The EA should have had another alternative that considered deferring harvest of the older
stands.”

Non-substantive Comments
--Comment on topic unrelated to the NEPA document under review; “Also, the use of chemical fertilizers and chemical/biological pesticides at the Tyrrell Seed
Orchard near Lorane should be replaced with non-chemical means, to prevent impacts on the
upper reaches of the Siuslaw in order to aid the restoration of the Late-Successional Reserves
farther downstream, and to maximize the benefits to the endangered species.”
--Simply disagreeing with the proposed action “Finally, we are opposed to what appears to be a very aggressive road closure program. In spite
of what many “ologists” contend, roads for management and fire protection are very valuable. If
indeed there are some sections that create water quality problems, then close or fix them. 
However, destroying 45 miles of road in a basin this size is an ill-conceived idea. “
--Simply agreeing with a BLM policy “I appreciate the seasonal restrictions on yarding and hauling activities. Such restrictions serve to
reduce compaction thus maintaining soil productivity, and reduce sedimentation of streams.”

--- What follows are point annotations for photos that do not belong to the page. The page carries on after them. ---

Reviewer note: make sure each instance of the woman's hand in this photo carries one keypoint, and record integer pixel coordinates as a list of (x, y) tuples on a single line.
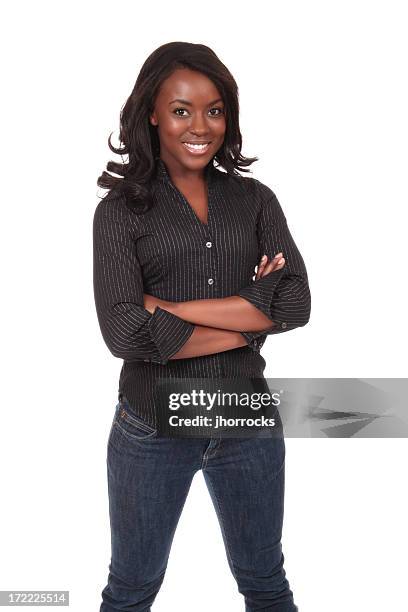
[(150, 303), (265, 267)]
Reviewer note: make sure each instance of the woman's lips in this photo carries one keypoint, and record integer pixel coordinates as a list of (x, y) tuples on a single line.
[(198, 149)]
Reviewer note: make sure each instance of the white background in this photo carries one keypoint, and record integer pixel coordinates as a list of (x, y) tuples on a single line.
[(323, 96)]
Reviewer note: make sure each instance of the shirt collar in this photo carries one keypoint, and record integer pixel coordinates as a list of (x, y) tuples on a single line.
[(162, 173)]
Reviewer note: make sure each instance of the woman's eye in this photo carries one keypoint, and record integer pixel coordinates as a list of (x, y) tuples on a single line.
[(219, 109), (176, 111)]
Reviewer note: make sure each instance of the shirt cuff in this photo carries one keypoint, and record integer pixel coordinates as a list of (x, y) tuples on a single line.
[(169, 333), (261, 291)]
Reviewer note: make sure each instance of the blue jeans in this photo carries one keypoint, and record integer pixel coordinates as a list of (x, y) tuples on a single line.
[(148, 481)]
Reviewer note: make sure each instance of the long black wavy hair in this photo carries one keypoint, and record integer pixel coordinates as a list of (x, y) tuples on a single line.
[(139, 139)]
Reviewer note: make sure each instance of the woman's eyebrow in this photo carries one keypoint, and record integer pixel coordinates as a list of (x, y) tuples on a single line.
[(187, 103)]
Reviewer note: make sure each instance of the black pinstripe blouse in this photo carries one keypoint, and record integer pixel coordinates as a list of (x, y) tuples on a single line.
[(170, 253)]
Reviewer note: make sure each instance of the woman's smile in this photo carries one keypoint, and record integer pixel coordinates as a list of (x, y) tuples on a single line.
[(197, 148)]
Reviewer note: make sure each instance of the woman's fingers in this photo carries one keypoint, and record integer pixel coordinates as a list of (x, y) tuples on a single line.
[(261, 267), (266, 267)]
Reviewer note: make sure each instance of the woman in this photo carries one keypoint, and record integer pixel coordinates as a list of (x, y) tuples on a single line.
[(176, 245)]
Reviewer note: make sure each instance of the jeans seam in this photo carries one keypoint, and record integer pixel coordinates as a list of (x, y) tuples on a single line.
[(228, 548)]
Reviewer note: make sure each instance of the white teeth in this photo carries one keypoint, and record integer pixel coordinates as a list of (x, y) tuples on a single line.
[(196, 146)]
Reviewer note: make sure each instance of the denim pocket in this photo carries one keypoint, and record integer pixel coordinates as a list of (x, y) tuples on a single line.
[(130, 425)]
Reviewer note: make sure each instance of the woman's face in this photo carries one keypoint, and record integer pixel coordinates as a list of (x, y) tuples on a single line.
[(188, 109)]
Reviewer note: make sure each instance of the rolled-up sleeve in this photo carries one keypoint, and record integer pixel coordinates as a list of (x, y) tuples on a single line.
[(283, 295), (129, 330)]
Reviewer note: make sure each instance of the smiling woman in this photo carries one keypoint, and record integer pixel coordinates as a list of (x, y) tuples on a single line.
[(176, 245)]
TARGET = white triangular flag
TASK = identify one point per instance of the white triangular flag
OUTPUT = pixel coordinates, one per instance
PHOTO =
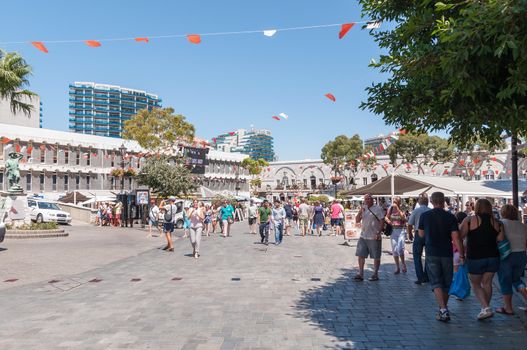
(270, 32)
(373, 25)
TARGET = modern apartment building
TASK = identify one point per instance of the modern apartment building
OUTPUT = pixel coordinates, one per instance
(255, 143)
(33, 119)
(100, 109)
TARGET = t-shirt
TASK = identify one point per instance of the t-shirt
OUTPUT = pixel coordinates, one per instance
(154, 213)
(303, 210)
(438, 225)
(227, 212)
(288, 211)
(416, 214)
(336, 211)
(371, 224)
(252, 210)
(264, 214)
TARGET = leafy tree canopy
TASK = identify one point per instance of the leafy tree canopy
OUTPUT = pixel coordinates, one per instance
(456, 65)
(159, 129)
(14, 73)
(254, 166)
(166, 179)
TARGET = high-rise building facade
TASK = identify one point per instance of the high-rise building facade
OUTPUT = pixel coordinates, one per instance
(100, 109)
(255, 143)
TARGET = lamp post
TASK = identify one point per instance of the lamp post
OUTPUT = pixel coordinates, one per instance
(122, 151)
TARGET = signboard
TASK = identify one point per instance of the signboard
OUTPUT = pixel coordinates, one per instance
(351, 229)
(142, 197)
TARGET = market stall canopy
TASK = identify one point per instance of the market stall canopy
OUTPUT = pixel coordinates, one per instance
(413, 185)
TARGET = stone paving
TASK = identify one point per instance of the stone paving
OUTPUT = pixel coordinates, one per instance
(240, 295)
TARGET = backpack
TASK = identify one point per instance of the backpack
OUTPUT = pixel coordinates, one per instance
(167, 216)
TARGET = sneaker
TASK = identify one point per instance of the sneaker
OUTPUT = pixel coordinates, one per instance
(443, 316)
(485, 313)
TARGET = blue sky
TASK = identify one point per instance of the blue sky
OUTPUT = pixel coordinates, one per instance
(225, 83)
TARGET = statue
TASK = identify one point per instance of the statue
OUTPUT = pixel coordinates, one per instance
(13, 172)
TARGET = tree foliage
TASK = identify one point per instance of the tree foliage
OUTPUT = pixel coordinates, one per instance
(254, 166)
(166, 179)
(459, 66)
(159, 129)
(14, 73)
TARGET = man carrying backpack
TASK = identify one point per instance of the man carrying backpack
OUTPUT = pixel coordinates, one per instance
(168, 225)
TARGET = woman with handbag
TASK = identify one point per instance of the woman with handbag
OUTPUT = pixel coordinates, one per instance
(397, 219)
(512, 266)
(483, 232)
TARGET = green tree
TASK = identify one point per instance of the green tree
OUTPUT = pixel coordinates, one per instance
(166, 179)
(459, 66)
(254, 167)
(159, 130)
(14, 73)
(420, 149)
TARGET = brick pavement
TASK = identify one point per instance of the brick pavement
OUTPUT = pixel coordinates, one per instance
(241, 295)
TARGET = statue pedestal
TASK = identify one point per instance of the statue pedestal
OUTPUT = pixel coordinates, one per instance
(13, 209)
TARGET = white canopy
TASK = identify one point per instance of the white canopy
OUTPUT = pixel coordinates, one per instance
(413, 185)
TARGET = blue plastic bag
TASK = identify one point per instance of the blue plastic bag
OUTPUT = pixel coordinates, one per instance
(460, 285)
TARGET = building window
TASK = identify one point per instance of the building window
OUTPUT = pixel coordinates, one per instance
(42, 181)
(29, 178)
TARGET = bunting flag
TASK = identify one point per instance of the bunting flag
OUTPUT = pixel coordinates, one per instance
(40, 46)
(331, 97)
(194, 38)
(373, 25)
(270, 32)
(345, 29)
(92, 43)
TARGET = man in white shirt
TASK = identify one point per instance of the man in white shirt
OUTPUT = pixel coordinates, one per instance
(153, 218)
(370, 241)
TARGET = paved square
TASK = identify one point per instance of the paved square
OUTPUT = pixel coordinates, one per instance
(238, 295)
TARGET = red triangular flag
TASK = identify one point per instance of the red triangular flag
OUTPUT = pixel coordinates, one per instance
(39, 45)
(194, 38)
(345, 29)
(331, 97)
(92, 43)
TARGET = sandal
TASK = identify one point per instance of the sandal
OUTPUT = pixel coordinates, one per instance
(358, 278)
(501, 310)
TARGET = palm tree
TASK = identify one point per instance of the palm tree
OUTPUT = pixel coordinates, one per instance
(14, 72)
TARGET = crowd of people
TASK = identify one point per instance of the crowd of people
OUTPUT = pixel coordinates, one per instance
(485, 243)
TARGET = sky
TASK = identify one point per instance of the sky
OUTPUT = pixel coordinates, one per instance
(224, 83)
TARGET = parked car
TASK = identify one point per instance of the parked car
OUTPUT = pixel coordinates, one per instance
(46, 211)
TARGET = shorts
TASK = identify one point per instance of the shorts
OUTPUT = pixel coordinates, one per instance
(335, 222)
(304, 223)
(481, 266)
(168, 227)
(440, 271)
(371, 247)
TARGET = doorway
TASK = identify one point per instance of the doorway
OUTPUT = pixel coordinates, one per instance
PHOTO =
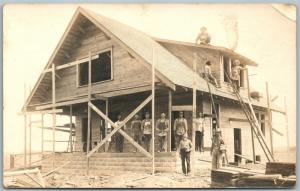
(84, 129)
(237, 144)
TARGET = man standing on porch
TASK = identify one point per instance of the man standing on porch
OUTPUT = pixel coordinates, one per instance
(200, 125)
(185, 147)
(162, 126)
(136, 128)
(119, 137)
(180, 128)
(147, 130)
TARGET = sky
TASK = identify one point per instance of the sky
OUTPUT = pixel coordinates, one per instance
(263, 34)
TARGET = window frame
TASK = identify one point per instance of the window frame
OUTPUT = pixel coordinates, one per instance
(95, 54)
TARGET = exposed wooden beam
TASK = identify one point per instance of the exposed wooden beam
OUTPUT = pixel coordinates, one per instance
(182, 108)
(70, 64)
(116, 128)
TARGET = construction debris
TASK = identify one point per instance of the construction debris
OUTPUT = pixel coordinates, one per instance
(283, 168)
(246, 178)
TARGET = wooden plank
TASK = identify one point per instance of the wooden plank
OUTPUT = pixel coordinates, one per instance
(70, 64)
(20, 172)
(135, 144)
(170, 120)
(182, 108)
(194, 109)
(116, 128)
(153, 107)
(270, 117)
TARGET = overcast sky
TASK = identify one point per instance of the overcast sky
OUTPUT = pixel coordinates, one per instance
(31, 33)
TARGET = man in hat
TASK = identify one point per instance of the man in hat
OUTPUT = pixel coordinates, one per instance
(203, 37)
(217, 141)
(119, 137)
(147, 131)
(162, 126)
(200, 126)
(185, 148)
(208, 74)
(180, 128)
(235, 74)
(136, 128)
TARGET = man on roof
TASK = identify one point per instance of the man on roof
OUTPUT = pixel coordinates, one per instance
(235, 74)
(208, 74)
(203, 37)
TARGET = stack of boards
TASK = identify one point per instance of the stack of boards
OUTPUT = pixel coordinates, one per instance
(277, 175)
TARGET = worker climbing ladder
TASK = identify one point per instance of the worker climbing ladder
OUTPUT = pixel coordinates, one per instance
(249, 112)
(214, 108)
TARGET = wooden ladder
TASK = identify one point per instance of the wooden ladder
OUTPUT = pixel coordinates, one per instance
(249, 112)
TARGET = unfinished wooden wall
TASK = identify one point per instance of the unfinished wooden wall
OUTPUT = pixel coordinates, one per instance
(127, 72)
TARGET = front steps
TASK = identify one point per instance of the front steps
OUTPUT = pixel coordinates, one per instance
(103, 163)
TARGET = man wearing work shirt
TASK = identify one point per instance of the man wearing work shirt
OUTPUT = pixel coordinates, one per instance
(136, 128)
(200, 125)
(185, 148)
(162, 126)
(180, 128)
(147, 130)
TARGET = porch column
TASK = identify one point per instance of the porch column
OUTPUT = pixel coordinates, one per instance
(71, 129)
(53, 113)
(170, 120)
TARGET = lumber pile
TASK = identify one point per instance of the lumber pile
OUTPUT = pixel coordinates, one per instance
(247, 178)
(283, 168)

One last thing, duplicate substantive comments will be treated as one comment, although if they get a bunch of these, it may make it into the final EA that there were an overwhelming amount of these comments, so try and be unique in your commenting to carry the most weight with the managing agency. If they get enough substantive comments, it could possibly trigger a full blown EIS, which can take years to create, and include many more factors / issues than the "fast lane EA" they have in place right now, which is a good thing. In this case it seems from reading https://eplanning.blm.gov/eplanning-ui/project/2016450/510 they pretty much have their minds made up as to what they are going to do.. Your substantive comments CAN change that.

so to summarize


upacreek said:


> .this is a *golden opportunity *to speak up and have a voice. Reasoned comments with examples and thoughtful insight might actually be considered, whereas moronic fist-shaking and bemoaning ethereal or intractable issues with "society" will only get ignored. So if you want to surrender this chance to make meaningful comments by rather suggesting things that are completely unrealistic dare say delusional, that's your sad and selfish business.


Using the above guidelines, comment now, get your friends to comment even of they aren't boaters, the entire populace is welcome to comment, and if you use these guidelines, your comments (hopefully unique) will carry weight and you CAN have a say in the outcome of this process.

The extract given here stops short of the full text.